Systematically evaluating diagnostic measures would most importantly include an assessment of predefined cut points. It is well known that the post hoc determination of cut points  grossly overestimates the diagnostic performance of diagnostic markers. In contrast to this, most studies are post hoc analysis that establish novel OCs. As a result, a recent systematic review concludes, ‘‘We should hold back using a certain cut point in quality indicators and be cautious about strongly recommending a certain cut point in guidelines’’.  A requirement to prospectively assess the performance of measures and cut points would be relevant not only for mild, moderate, and severe pain, but also for all procedures where thresholds are sought to dichotomize discrete scales, eg, minimally clinically significant/relevant changes  or PASS.  Estimating the variability of the cut points might make it easier to identify a sensible starting point.

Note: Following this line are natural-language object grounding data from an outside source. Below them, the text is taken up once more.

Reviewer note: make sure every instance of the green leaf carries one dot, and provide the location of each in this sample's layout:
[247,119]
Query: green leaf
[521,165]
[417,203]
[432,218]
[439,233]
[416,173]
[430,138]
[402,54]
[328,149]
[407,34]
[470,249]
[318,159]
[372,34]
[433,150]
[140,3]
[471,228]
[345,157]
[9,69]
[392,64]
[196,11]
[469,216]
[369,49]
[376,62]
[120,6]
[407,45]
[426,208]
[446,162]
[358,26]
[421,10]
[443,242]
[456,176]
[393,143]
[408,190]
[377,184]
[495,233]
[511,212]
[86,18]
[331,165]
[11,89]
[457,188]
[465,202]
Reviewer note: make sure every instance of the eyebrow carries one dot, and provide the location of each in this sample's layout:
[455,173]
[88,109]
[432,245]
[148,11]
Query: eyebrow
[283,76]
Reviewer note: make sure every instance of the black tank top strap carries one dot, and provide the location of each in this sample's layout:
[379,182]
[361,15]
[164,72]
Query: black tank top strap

There are several limitations that need to be kept in mind when evaluating this study. First, we did not use a standardized disability score. Although an earlier study found that different OCs depended on the measure of functional disability used , it may be that these differences are due to chance. Second, the collection of pain ratings differs from clinical practice. The pain intensity measure used here omitted a ‘‘no pain’’ anchor because it was preceded by a screening question, as typically used in epidemiological research. Because children without pain were not asked about their pain-related disability, these had to be omitted from the analysis. Furthermore, parental reports were gathered from children younger than 11 years, even though children’s self-reported pain should be used to guide clinical decisions from age 6 onward.  However, whereas clinical situations afford asking follow-up questions that resolve misunderstandings this is rarely possible in questionnaire-based research, it is prudent that the latter uses more strict criteria. As the source of information and anchors systematically affect pain intensity ratings, the cut points developed here may be most applicable to ratings collected that way. Third, no detailed diagnoses for the individual children were available. The only other study that investigated the variability of OCs also analyzed subsets of patients with homogeneous diagnoses (eg, chronic daily headache) and found similar levels of variability for all groups studied.  Furthermore, the cut points proposed here are most applicable to population-based samples, for which detailed diagnostic information is seldom available.
The present study aimed to establish cut points for the VAS that
could be used in pediatric samples. Acknowledging the effect of
variability, we found that it is not necessary to develop specialized cut points for children’s and adolescents’ pain intensity as assessed by parent and self-report. Rather, 35:60 could be used as cut points in both populations. We emphasize the need for more systematic studies in diagnostics. Specifically, we highlight the need to assess the performance of predefined cut points in prospective follow-up studies rather than defining new OCs for each sample studied. Although this has yielded a number of high-impact publications in the past, this also resulted in great uncertainty for individual researchers who utilize cut points in their analysis and clinicians
who want to understand their patients’ pain.
The following data were used in this study: Public Use File
KiGGS, German Health Survey for Children and Adolescents,
2003–2006, Robert Koch Institute, Berlin, Germany, 2008.